Yesterday was, in my humble opinion, the best Easter ever. I liked that it was so very low-key. David and I went to my oldest sister's house for lunch with my side of the family. After lunch there was an Easter-egg hunt (indoors since it was raining...) for the two youngest members of the family- Shayce and Kylie. Kylie kept finding eggs during lunch so that by the time it was actually time to officially start the egg hunt, my teenaged neices had to take a couple minutes and re-hide about half of the eggs.
I took my current crochet project with me to work on whenever the mood hit. I got the opportunity to chat with pretty much everyone, and got several small granny-squares done for my next small blanket (for the hope chest). David and I finally ended up leaving a little before midnight, after having some really good, deep, heartfelt conversation with my sister and her husband. We closed the night in prayer, and I so enjoyed the feeling of unity amongst the four of us during and afterwards. I love my family! :)

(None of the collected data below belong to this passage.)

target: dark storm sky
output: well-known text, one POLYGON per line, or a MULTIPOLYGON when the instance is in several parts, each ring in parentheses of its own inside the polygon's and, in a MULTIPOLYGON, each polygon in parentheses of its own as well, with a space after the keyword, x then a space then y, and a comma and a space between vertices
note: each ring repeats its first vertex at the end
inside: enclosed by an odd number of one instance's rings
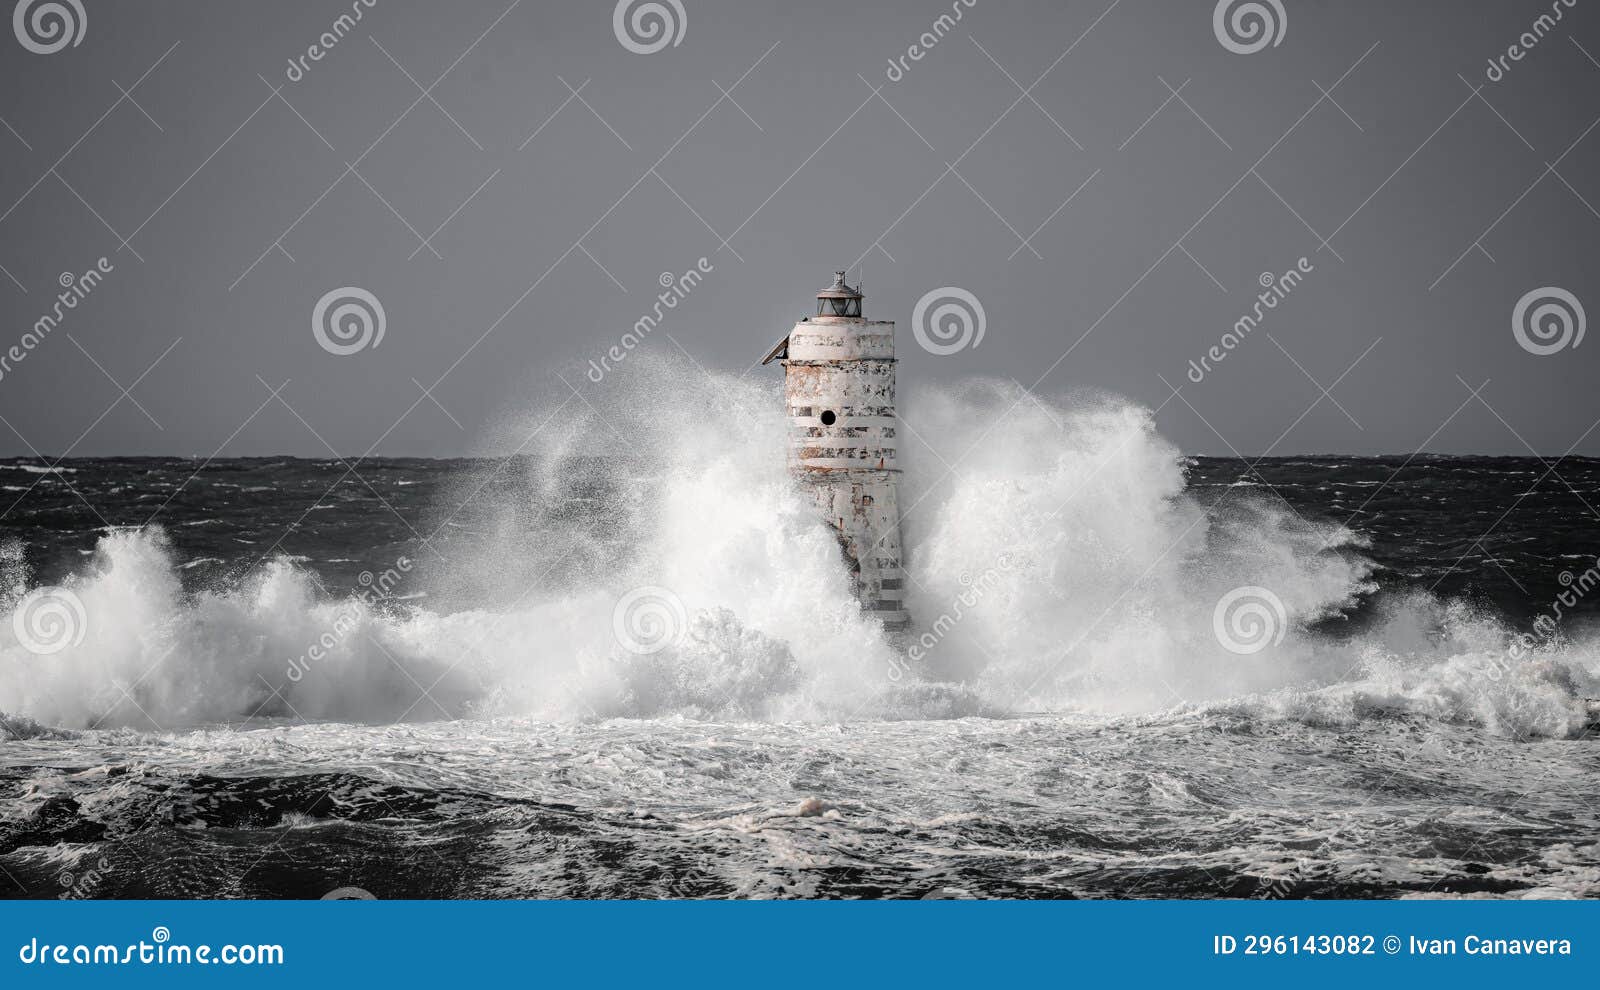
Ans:
POLYGON ((864 258, 903 387, 1108 390, 1193 453, 1600 454, 1600 341, 1513 333, 1546 287, 1600 312, 1589 0, 1493 82, 1551 3, 1281 0, 1239 54, 1210 0, 976 0, 891 81, 951 4, 682 0, 639 54, 608 2, 377 0, 290 81, 349 3, 81 2, 76 46, 0 35, 0 352, 112 270, 0 377, 0 453, 472 452, 704 256, 662 330, 710 368, 864 258), (344 286, 385 334, 334 355, 344 286), (945 286, 985 333, 941 355, 945 286))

Yesterday was a wonderful family experience for me, helped by the fact that I have gotten older and more appreciative. The atmosphere was just comfortable, companionable, and peaceful. I felt so much joy in seeing them all, and my biggest accomplishment (in my opinion) was that I was able to let go of the expectation for them to please me or be perfect, and I just accepted and loved what was. I can say with full honesty and heartfelt confidence that even if I could, I wouldn't change anything about any of them. I love them all exactly as they are, for who they are. And, I think I am truly beginning to feel the same way towards myself.
Not to say that I and my family don't have issues, or that I had an entire day without struggles, temptations, and trials with my temper. BUT, they and I are good enough. I'm one more step down the path toward "Anyway" love. Not the kind of love that says "I will love you if ____, or when ___", but the kind that says "I will love you anyway."